In this regular feature in IAG to celebrate 17 years covering the Asian gaming and leisure industry, we look back at our cover story from exactly 10 years ago, ”Playing a winning hand,“ to rediscover what was making the news in July 2012!
All that’s old is new again, or so it seems. In the July 2012 issue of Inside Asian Gaming, our team delved into the rapidly growing world of live poker across Asia – led by the Asian Poker Tour (APT) and PokerStars’ Asia Pacific Poker Tour (APPT).
Led by growing numbers of mainland Chinese players travelling not only to Macau but further afield to the Philippines, Cambodia and India among other venues, IAG pointed to events such as APT Macau at StarWorld – which attracted a field of more than 300 enthusiasts – and series fields topping 1,000 in Manila as evidence of the game’s popularity.
Fast forward a decade and the game is growing once again – this time coming off the COVID-19 pandemic when card rooms all across Asia-Pacific were forced to shut down. The World Poker Tour, which has been aggressively expanding its brand across Asia-Pacific, saw a national record of 777 players enter the Main Event of WPT Vietnam in early June, coming off a record-breaking WPTDeepStacks Sydney Main Event which attracted 2,023 runners in March.
Meanwhile, the Asian Poker Tour has announced plans for substantial regional expansion, having already revealed new deals for tour stops in Manila, Hanoi and Taiwan.

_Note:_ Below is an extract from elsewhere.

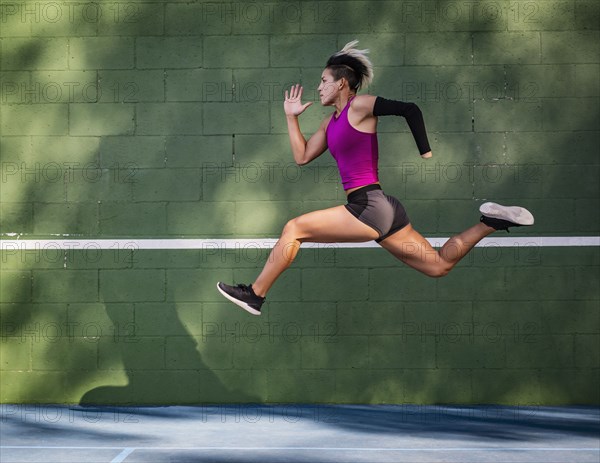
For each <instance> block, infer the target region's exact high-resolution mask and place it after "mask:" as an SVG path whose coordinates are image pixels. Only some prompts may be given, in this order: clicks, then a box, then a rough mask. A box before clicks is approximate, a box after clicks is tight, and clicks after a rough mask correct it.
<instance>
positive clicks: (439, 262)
mask: <svg viewBox="0 0 600 463" xmlns="http://www.w3.org/2000/svg"><path fill="white" fill-rule="evenodd" d="M450 270H452V265H450V264H447V263H445V262H437V263H436V265H431V266H429V267H427V268H426V269H424V271H423V273H425V275H427V276H428V277H431V278H442V277H445V276H446V275H448V273H450Z"/></svg>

And even the APPT is back after a lengthy hiatus, holding the APPT Open Manila in June with a Main Event field of 464 players.
One problem persists, however, from 2012 when the IAG team wrote, “Growing the game in Macau remains difficult … the biggest obstacle, ironically, being the city’s very success as the destination of choice for the biggest of China’s big-money gamblers, whose game of choice is baccarat.”

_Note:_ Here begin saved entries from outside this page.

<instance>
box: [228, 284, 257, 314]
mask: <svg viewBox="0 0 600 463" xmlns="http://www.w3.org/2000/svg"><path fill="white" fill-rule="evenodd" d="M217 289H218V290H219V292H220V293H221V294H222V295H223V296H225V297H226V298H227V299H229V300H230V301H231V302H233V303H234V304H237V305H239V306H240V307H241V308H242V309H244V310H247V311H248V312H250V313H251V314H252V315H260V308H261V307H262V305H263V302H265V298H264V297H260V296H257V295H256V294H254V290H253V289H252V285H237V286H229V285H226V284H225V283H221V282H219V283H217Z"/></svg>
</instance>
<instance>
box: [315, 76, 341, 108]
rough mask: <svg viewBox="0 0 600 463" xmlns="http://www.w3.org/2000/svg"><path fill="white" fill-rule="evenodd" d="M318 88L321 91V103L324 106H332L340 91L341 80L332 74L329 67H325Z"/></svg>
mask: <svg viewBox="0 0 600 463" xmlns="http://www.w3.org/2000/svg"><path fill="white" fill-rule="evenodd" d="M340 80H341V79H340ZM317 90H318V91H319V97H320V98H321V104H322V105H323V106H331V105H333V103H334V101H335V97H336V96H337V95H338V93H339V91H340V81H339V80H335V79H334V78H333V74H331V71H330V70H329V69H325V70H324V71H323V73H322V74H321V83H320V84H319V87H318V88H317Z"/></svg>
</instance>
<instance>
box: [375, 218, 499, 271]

Despite enjoying a brief boom in the years that followed – the 2018 Macau Millions at City of Dreams attracted a massive field of 2,499 players – the strict implementation of a table cap ultimately saw the PokerStars Live Macau room at COD close its doors that very same year as operators, understandably, chose to fill their gaming floors with more baccarat tables.
We can only hope that, one day in the future, Macau will again play a part in this latest Asian poker boom.